[OMPI users] MPI-IO on Lustre - OMPIO or ROMIO?

2020-11-16 Thread Mark Dixon via users

Hi all,

I'm confused about how openmpi supports mpi-io on Lustre these days, and 
am hoping that someone can help.


Back in the openmpi 2.0.0 release notes, it said that OMPIO is the default 
MPI-IO implementation on everything apart from Lustre, where ROMIO is 
used. Those release notes are pretty old, but it still appears to be true.


However, I cannot get HDF5 1.10.7 to pass its MPI-IO tests unless I tell 
openmpi to use OMPIO (OMPI_MCA_io=ompio) and tell UCX not to print warning 
messages (UCX_LOG_LEVEL=ERROR).


Can I just check: are we still supposed to be using ROMIO?

Thanks,

Mark


Re: [OMPI users] MPI-IO on Lustre - OMPIO or ROMIO?

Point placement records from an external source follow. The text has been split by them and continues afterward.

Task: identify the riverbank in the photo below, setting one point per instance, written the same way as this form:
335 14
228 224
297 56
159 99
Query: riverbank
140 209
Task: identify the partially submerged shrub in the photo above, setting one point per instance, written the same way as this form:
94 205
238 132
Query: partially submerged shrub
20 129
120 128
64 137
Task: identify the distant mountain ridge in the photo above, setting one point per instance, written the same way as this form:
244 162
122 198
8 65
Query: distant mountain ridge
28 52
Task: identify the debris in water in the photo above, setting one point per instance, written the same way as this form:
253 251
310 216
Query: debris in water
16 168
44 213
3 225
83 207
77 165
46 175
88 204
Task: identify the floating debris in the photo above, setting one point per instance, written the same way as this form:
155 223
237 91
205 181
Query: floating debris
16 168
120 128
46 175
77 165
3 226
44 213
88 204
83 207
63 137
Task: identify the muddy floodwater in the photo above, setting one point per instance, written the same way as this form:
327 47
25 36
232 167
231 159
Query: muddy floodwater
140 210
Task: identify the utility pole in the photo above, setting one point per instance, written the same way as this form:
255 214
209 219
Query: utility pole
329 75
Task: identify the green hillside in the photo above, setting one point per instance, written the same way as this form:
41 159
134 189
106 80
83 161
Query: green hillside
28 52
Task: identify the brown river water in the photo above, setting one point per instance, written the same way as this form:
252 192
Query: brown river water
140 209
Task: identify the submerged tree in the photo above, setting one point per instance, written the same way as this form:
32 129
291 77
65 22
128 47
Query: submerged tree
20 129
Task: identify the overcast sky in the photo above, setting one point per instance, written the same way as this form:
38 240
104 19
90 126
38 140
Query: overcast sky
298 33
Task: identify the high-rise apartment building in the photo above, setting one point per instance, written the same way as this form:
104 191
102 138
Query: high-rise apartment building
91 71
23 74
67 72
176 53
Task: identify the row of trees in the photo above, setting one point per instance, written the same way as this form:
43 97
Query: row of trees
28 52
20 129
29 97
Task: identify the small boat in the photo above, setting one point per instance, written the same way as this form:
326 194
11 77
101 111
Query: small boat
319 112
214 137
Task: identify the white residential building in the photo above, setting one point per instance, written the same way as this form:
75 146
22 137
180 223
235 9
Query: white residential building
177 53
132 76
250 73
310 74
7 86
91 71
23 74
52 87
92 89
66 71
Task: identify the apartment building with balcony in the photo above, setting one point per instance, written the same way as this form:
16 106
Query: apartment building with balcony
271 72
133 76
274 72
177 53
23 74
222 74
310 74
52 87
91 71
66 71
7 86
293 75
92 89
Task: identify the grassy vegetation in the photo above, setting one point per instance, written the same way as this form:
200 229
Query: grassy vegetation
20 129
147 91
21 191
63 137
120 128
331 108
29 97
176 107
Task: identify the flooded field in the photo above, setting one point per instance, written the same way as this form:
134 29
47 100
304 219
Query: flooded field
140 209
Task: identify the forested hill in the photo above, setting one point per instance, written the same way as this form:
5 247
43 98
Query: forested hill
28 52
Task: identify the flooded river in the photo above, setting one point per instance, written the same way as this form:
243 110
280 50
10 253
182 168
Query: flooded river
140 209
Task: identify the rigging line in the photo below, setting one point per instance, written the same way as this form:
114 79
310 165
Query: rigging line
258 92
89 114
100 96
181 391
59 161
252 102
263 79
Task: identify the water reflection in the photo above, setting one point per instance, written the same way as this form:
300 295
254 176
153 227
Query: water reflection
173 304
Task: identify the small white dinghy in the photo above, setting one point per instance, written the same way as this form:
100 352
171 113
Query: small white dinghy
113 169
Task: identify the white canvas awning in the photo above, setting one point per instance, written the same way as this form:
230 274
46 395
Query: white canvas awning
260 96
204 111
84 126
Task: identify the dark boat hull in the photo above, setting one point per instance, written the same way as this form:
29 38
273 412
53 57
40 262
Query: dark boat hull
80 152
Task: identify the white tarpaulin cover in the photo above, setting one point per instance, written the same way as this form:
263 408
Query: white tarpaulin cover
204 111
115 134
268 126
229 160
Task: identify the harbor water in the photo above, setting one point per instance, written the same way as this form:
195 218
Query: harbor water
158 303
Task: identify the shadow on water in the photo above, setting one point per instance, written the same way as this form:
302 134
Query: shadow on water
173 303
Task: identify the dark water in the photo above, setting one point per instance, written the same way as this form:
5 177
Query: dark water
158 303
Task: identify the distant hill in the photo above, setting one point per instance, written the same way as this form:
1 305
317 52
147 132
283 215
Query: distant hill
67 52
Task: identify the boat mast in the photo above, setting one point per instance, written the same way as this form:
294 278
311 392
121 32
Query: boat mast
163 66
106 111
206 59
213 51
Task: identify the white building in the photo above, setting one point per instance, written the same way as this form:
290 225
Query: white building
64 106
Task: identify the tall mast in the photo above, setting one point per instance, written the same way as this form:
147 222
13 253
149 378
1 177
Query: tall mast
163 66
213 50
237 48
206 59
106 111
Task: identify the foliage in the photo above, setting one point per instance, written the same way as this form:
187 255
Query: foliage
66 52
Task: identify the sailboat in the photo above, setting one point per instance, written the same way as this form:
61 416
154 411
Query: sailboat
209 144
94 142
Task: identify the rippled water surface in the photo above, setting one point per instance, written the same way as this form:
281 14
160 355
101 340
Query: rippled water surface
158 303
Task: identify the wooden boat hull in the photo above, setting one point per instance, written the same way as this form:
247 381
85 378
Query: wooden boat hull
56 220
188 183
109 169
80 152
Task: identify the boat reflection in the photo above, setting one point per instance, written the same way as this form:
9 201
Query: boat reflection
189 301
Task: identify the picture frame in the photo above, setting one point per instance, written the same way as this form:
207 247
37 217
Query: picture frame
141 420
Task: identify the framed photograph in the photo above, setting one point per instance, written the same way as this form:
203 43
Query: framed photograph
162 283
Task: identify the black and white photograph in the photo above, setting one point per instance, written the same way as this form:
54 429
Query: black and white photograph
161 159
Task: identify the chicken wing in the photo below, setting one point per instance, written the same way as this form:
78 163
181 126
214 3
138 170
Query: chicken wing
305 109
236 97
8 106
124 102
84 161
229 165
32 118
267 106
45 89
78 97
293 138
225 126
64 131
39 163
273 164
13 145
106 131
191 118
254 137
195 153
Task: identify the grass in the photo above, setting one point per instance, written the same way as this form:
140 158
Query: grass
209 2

2020-11-16 Thread Gabriel, Edgar via users
this is in theory still correct, the default MPI I/O library used by Open MPI 
on Lustre file systems is ROMIO in all release versions. That being said, ompio 
does have support for Lustre as well starting from the 2.1 series, so you can 
use that as well. The main reason that we did not switch to ompio for Lustre as 
the default MPI I/O library is a performance issue that can arise under certain 
circumstances.

Which version of Open MPI are you using? There was a bug fix in the Open MPI to 
ROMIO integration layer sometime in the 4.0 series that fixed a datatype 
problem, which caused some problems in the HDF5 tests. You might be hitting 
that problem.

Thanks
Edgar

-Original Message-
From: users  On Behalf Of Mark Dixon via users
Sent: Monday, November 16, 2020 4:32 AM
To: users@lists.open-mpi.org
Cc: Mark Dixon 
Subject: [OMPI users] MPI-IO on Lustre - OMPIO or ROMIO?

Hi all,

I'm confused about how openmpi supports mpi-io on Lustre these days, and am 
hoping that someone can help.

Back in the openmpi 2.0.0 release notes, it said that OMPIO is the default 
MPI-IO implementation on everything apart from Lustre, where ROMIO is used. 
Those release notes are pretty old, but it still appears to be true.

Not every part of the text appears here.